「熊本の思い伝えたい」豪雨被災の着物をトルコで展示へ

西日本新聞 社会面 宮下 雅太郎

収益は義援金として被災地に贈る

 熊本豪雨で被災した着物を通して、日本で起きた大災害に思いをはせてほしい-。トルコ出身の輸入販売業エンシジ・ムラートさん(44)=福岡市西区=は豪雨から1年を迎える来年7月、修復した着物や帯を持ち帰り、母国で展覧会を開く。傷みが激しいものは裁断して小物に仕立てて現地で販売し、収益は義援金として被災地に贈る。
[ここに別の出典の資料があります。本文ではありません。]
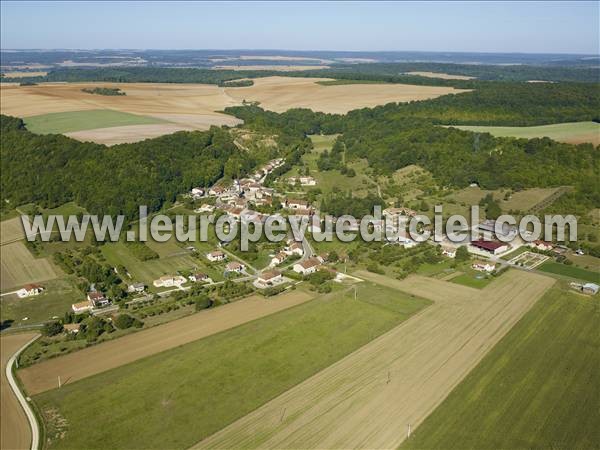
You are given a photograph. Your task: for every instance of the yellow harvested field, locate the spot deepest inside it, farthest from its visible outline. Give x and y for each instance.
(282, 93)
(280, 68)
(368, 399)
(24, 74)
(141, 98)
(443, 76)
(108, 355)
(14, 427)
(11, 230)
(19, 267)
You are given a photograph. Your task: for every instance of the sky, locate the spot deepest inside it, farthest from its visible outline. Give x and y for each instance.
(523, 27)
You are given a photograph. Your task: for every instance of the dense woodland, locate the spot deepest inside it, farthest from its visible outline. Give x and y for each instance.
(52, 169)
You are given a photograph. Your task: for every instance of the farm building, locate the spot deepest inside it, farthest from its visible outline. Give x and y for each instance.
(492, 247)
(307, 267)
(449, 251)
(215, 256)
(483, 266)
(82, 307)
(304, 181)
(197, 192)
(541, 245)
(98, 299)
(71, 327)
(278, 258)
(295, 204)
(295, 248)
(30, 290)
(269, 278)
(234, 266)
(505, 230)
(169, 281)
(197, 277)
(136, 287)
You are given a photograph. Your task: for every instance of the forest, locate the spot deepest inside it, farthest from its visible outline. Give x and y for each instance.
(51, 170)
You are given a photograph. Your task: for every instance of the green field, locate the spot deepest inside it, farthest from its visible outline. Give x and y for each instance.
(84, 120)
(55, 301)
(147, 271)
(570, 271)
(574, 132)
(538, 388)
(196, 389)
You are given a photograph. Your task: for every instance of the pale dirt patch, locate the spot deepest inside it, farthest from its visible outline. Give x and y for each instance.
(367, 399)
(14, 426)
(24, 74)
(126, 134)
(282, 93)
(443, 76)
(108, 355)
(19, 267)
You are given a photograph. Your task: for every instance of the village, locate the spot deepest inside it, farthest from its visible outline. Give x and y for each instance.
(248, 200)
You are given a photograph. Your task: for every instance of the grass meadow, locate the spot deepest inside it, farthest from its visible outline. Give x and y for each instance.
(197, 389)
(67, 122)
(575, 132)
(570, 271)
(536, 389)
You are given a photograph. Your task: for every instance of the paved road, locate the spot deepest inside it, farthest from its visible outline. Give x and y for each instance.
(15, 427)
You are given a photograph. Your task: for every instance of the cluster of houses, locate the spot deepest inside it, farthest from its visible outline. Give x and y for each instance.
(30, 290)
(292, 248)
(94, 300)
(303, 180)
(586, 288)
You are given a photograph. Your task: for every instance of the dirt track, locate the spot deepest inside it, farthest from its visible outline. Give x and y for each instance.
(14, 427)
(92, 360)
(368, 399)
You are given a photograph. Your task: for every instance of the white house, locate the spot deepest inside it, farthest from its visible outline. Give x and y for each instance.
(541, 245)
(278, 258)
(216, 190)
(197, 277)
(483, 266)
(295, 204)
(197, 192)
(307, 267)
(215, 256)
(98, 299)
(304, 181)
(79, 308)
(30, 290)
(169, 281)
(449, 251)
(234, 266)
(269, 278)
(295, 248)
(205, 208)
(136, 287)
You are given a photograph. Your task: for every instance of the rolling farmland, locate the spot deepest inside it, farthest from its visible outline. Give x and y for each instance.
(19, 267)
(367, 399)
(67, 122)
(573, 133)
(536, 389)
(197, 389)
(282, 93)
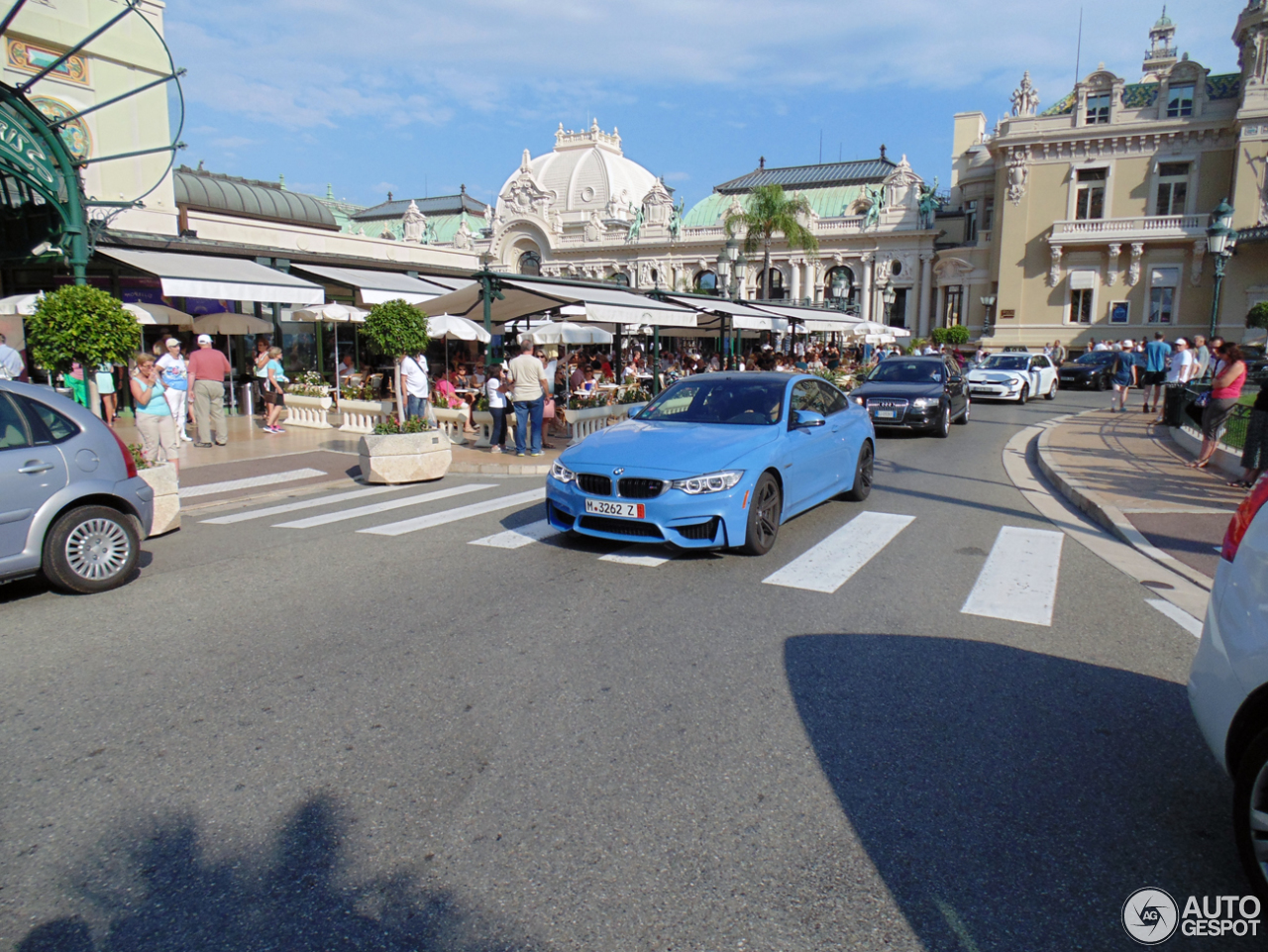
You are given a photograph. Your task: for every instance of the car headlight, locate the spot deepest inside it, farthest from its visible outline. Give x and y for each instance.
(709, 481)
 ムラートさんは豪雨発生から半月後、同国の伝統的な織物キリムの個展を開いた縁で親交があった熊本県人吉市の老舗「旅館たから湯」を訪ねた。旅館は2階まで浸水。きりだんすに保管していた着物約200着と60本以上の帯が泥まみれになった。おかみの山本重子さん(58)は「どれも愛着があった。生地の質感や光沢も失われ、捨てるしかないと諦めていた」と振り返る。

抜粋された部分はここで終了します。